As an example, at a certain point while exploring the city slums Cloud meets an old acquaintance: a young teacher that usually works in a poor quarter. While in this new course she’s just masked to go to a party (or something similar), in the original game the player was faced with the tragedy of a girl doomed to have a double life (teacher in the day, a prostitute at night) since she couldn’t make ends meet. Many long-time fans condemned this (an a few others) rewrites of the story blaming the developers’ inability to dare, but although it is true that the original game had a different attitude, it is still too early to judge an unfinished product. No one knows how long it will take to complete this journey (even the devs state they are still unsure of the exact number of episodes), so I believe that instead of keep comparing this remake with the old one, it would be much better to take it for what it is at the moment.
Like it or not, FF7 sports the most advanced features of dynamic JRPGs, clearly based on the outstanding engine of Final Fantasy XV. The classic turn-based system is available for the true nostalgic player, but I decided to go for a pure 3D system with full freedom of movement and the ability to switch on the fly from any player to the other inside the party. One thing that I sure missed during the story was a real antagonist to deal with so, in the beginning, I thought that 40 hours was a very long time to pass by without a precise goal. Yet, the writers at Square did a good job of tailoring a new story on the different protagonists. Also, the graphic artists did an awesome job in defining and rebuilding from scratch a significant part of Midgar, the city ruled by the evil Shinra Electric Company that is the backbone of the entire FF7 world.

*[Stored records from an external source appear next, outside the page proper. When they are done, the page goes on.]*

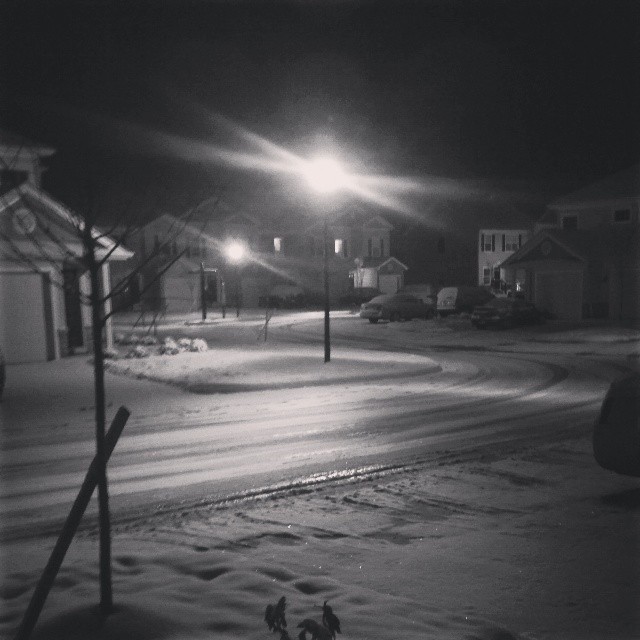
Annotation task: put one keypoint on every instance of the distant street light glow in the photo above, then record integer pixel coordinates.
(325, 175)
(235, 251)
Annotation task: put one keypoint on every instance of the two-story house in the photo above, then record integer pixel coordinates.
(494, 247)
(584, 258)
(43, 282)
(280, 252)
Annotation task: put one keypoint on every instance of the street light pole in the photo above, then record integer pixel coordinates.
(203, 291)
(327, 333)
(325, 176)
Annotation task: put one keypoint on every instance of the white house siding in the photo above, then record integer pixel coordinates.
(389, 283)
(368, 278)
(625, 295)
(181, 292)
(492, 259)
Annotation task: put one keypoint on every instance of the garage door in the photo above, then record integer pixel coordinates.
(560, 294)
(25, 306)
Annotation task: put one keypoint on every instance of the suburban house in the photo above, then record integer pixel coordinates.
(584, 257)
(494, 247)
(43, 282)
(281, 253)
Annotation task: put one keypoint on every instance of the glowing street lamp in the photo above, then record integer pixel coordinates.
(326, 176)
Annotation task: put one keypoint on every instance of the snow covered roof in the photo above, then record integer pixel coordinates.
(585, 245)
(26, 200)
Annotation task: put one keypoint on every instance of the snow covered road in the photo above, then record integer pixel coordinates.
(180, 449)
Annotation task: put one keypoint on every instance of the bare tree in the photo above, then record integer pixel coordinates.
(79, 241)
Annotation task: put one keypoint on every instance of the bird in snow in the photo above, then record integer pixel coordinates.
(274, 615)
(330, 620)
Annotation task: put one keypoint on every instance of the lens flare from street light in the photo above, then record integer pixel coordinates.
(235, 251)
(325, 175)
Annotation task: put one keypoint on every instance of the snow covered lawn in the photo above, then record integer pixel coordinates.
(262, 366)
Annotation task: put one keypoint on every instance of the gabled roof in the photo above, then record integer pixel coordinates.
(544, 245)
(47, 210)
(378, 263)
(621, 185)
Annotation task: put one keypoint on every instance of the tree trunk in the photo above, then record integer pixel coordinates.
(97, 321)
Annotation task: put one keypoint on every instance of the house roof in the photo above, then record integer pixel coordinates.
(621, 185)
(602, 244)
(47, 210)
(378, 263)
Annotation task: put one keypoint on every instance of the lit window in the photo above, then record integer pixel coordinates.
(511, 243)
(487, 242)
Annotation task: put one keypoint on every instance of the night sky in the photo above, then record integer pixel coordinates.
(539, 96)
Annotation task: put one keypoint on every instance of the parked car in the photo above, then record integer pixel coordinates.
(392, 307)
(506, 312)
(616, 433)
(461, 299)
(358, 296)
(424, 292)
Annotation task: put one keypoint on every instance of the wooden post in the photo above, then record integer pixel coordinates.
(69, 529)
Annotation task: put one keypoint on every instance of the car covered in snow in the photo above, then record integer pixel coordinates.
(394, 307)
(452, 300)
(506, 312)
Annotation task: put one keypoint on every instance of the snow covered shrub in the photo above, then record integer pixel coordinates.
(198, 344)
(169, 347)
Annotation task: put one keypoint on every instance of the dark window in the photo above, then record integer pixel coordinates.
(622, 215)
(11, 178)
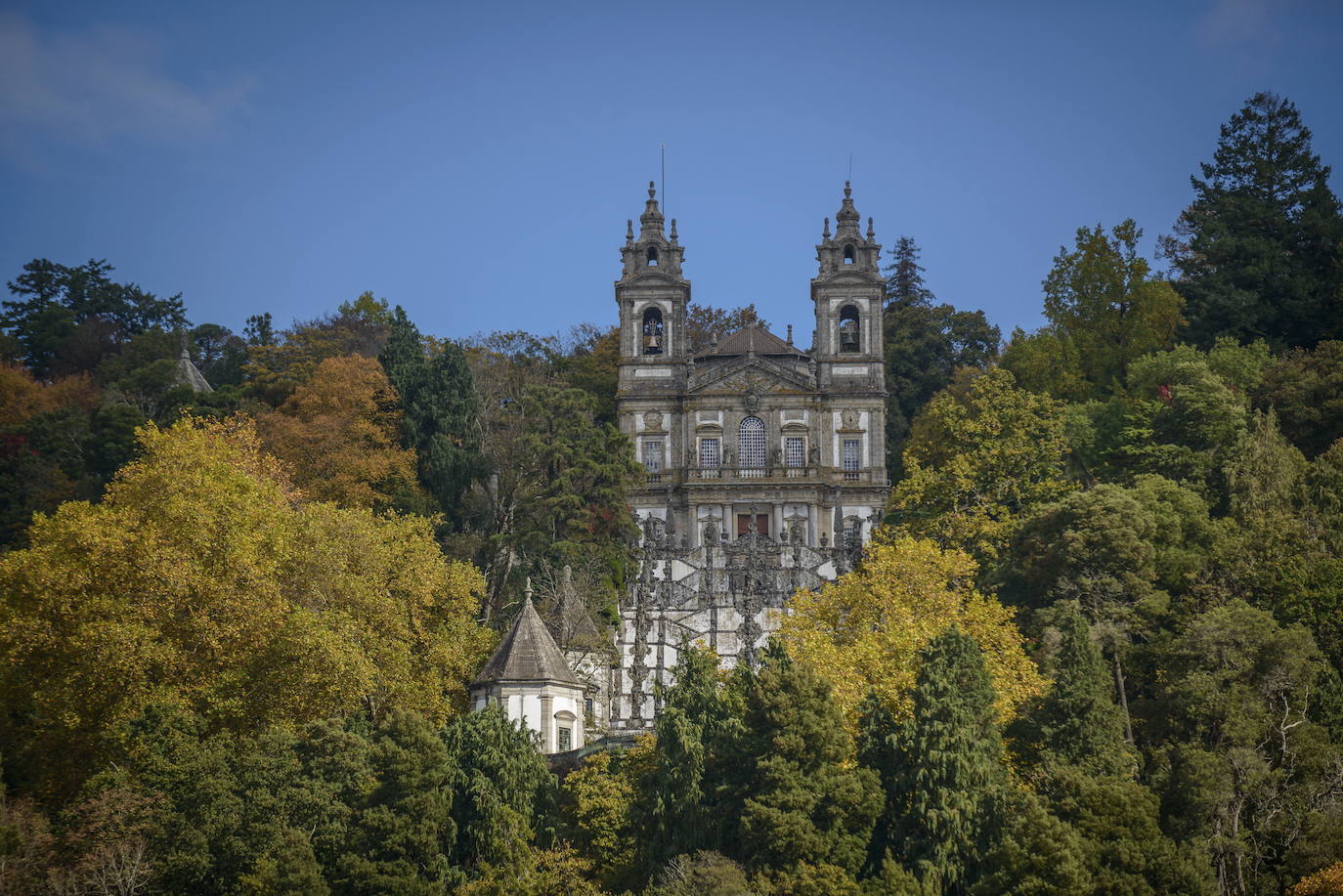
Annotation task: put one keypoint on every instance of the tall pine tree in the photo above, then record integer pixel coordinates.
(441, 414)
(954, 784)
(1260, 250)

While in the 1997 version you could only sense the magnificence (but also the evilness) of this tentacular, multi-level environment (in a way, we are both dealing with a cyberpunk and steampunk environments), now you can (and you will have to) explore almost every crack and crevice of it, from the slums of the city to Shinra’s higher-ups luxurious quarters. I guess the secret for me was to keep exploring and enjoying what I had in my hands, so step by step I got to the end, which actually was a real game-changer. The last few hours, in fact, progress in an endless battle against very powerful foes, definitely raising the level of difficulty and your interest in the game.
None of those battles though, as far as I recall, were present in the original game and often you will have to face new ghost-like creatures put into the plot only to preserve its original continuity. Such creatures have really and obviously been conceived to avoid altering the original story since, as said, most of Midgar is now available for an almost free exploration (when not actively involved in a higher-priority main quest).
Despite its length, the “only” thing this first episode really misses to do is a deep and true characterization of Cloud, its main protagonist, who entered the history of gaming for his complex personality and psychology. The game is technically well done, the battles are fun and this new story is interesting but, if the original Cloud will not be taken in account, this game seriously runs the risk to end up in an overwhelming endeavor for its devs with no real impact on the history of the videogames, unlike its true, noble, predecessor. What the future holds for us is surely unknown, so we can only hope that this new course can find its true self and that it turns out to be, once again, a memorable story to tell for many years to come. Thank you for reading.